Philippe Labro est écrivain, cinéaste et journaliste. Chaque vendredi, pour Direct Matin, il commente ce qu'il a vu, vécu et observé pendant la semaine. Un bloc-notes subjectif et libre.
MERCREDI 16 DÉCEMBRE
Sur RTL, ce matin, Pascal Praud a la bonne idée de dire : «Star Wars ? Je ne comprends rien. Je ne sais pas qui sont ces gens qui se battent à coups de néon de salle de bains. Je ne sais pas qui est la princesse Leia et Monsieur Kenobi !» Et ainsi de suite… Mon excellent confrère est-il le seul de toute la sphère médiatique à ainsi s’exprimer ? Peut-être. Car on a le droit, ce matin, à la grande révélation, dès 10 heures, dans les salles de cinéma archipleines, de ce que contient ce film, intitulé Le réveil de la force. Le labeur effectué par la société Disney (qui possède désormais la franchise Star Wars) est l’une des plus gigantesques opérations de «teasing» (to tease, ça veut dire exciter, chatouiller, développer la stratégie du désir) et de marketing de l’histoire du cinéma. On dirait qu’une partie de la planète ne s’intéresse qu’à cela : ça a coûté combien ? Ça va rapporter combien ? En produits dérivés, jouets, masques, sabres, mais aussi confiseries, pharmacie (même les dentifrices se «starwarisent»), on attend deux à cinq milliards de dollars de recettes. Essayons d’aller au-delà de ces chiffres mirifiques.

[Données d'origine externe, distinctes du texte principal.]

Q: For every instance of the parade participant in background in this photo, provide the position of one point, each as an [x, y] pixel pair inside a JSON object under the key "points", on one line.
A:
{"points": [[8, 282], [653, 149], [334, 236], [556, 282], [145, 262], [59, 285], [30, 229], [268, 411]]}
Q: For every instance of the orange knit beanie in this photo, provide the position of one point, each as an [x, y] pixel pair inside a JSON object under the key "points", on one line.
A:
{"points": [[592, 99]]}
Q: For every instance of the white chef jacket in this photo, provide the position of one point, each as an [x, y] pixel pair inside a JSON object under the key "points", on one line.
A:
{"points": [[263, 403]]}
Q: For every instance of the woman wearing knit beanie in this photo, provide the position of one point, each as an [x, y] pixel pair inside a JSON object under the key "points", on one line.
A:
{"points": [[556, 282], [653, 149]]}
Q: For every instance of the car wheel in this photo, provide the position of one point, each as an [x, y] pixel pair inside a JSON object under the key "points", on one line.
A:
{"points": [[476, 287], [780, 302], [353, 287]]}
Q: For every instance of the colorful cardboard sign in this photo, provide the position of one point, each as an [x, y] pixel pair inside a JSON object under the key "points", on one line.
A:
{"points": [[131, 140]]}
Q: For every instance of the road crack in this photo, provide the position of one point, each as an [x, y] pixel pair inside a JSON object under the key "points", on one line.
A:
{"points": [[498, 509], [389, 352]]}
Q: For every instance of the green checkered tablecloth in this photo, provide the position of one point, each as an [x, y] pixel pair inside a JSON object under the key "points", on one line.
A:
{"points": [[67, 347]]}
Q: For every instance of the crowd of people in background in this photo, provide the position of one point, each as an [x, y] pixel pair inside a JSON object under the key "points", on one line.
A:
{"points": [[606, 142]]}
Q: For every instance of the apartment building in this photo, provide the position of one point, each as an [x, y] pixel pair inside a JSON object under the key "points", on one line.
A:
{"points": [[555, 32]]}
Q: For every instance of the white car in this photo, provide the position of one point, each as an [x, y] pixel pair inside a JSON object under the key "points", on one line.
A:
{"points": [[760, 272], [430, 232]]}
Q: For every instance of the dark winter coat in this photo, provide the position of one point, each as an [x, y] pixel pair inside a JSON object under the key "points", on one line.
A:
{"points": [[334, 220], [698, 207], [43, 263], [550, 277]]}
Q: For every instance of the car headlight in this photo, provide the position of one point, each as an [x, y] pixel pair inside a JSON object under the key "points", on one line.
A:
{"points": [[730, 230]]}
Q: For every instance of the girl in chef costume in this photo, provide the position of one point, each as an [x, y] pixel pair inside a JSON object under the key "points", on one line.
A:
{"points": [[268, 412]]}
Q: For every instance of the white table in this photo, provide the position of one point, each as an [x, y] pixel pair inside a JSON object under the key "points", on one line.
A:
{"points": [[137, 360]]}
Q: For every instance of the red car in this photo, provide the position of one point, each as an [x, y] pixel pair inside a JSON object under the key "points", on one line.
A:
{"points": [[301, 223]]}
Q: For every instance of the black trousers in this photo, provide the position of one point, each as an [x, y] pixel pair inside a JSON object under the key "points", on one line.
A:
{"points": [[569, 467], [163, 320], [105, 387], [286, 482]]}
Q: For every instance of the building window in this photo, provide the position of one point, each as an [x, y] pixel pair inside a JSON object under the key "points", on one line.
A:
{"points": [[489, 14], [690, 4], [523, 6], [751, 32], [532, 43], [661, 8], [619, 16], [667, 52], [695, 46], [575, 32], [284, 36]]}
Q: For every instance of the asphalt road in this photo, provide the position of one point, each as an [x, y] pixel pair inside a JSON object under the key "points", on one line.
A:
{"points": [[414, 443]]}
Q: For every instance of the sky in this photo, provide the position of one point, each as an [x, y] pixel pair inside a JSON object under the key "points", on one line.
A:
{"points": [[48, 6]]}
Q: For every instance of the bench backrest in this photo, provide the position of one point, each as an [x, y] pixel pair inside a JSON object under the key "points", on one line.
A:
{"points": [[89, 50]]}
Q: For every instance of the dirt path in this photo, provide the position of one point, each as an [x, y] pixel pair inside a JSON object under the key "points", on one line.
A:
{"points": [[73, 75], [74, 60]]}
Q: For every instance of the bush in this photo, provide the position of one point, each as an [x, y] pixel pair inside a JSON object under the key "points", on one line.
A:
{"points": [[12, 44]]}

En effet, lorsqu’un film, censé s’adresser à des gamins, mais qui a capté, capturé, captivé, dès son premier épisode, il y a trente-huit ans, de jeunes adultes, puis des adultes tout court, et qui, aujourd’hui, voit ces gamins de 1977, devenus eux-mêmes des adultes, se ruer vers les salles de cinéma, lorsque, donc, un film possède cette capacité de devenir une sorte de sous-culture, qui pénètre tous les publics, c’est qu’il contient de quoi faire rêver, à la façon des odyssées qui remontent à l’Antiquité. Star Wars crée des mythes, ou plutôt les renouvelle – avec celui d’Œdipe, par exemple. Star Wars permet à des sociologues et «philosophes» d’ausculter les leçons de morale du film, ses allusions à l’actualité, aux jeux de pouvoir, aux guerres justes ou injustes, aux valeurs, à la mort et à l’amour. Il faut, peut-être, alors, cher Pascal Praud, accepter ce phénomène et tenter de le comprendre, ne serait-ce que parce que Le réveil de la force, à la fin d’une année à l’actualité sanglante, c’est la «force du réveil», celui de l’imaginaire, la bienvenue distraction.
JEUDI 17 ET VENDREDI 18 DÉCEMBRE
Eh oui !, la fin de 2015 approche. Comment caractériser cette horrible année qui, particulièrement en France, aura été celle du chagrin et de la colère, entre la tuerie à Charlie Hebdo le 7 janvier, l’Hyper Casher de la Porte de Vincennes le 9, et les 130 victimes du massacre dans les 10e et 11e arrondissements le 13 novembre ? Faudrait-il aussi parler des migrants, des élections régionales en France, de l’effarant Monsieur Trump, de Poutine, d’Abou Bakr al-Baghdadi, chef des barbares de Daesh et d’Angela Merkel, à qui le magazine Time accorde le titre de «personne de l’année» ? Le célèbre magazine justifie ce choix précisément à cause du choix de la chancelière allemande d’accueillir un million de réfugiés. Cette position lui fait perdre vingt points dans les sondages, mais elle a persisté en disant : «Wir schaffen das» («On peut le faire»). Et Time conclut : «Pour demander à son pays plus que la plupart des politiciens oseraient le faire, pour avoir incarné la morale qui est en voie d’extinction dans le monde, Angela Merkel est la personne de l’année.»
En couverture, son portrait, peint par l’artiste Colin Davidson, fait ressortir «dignité, compassion, humanité». Deux yeux bleus qui regardent le monde et s’interrogent : laquelle des deux Forces, celle du Bien ou celle du Mal, l’emportera en 2016 ? Je vous souhaite de bonnes fêtes.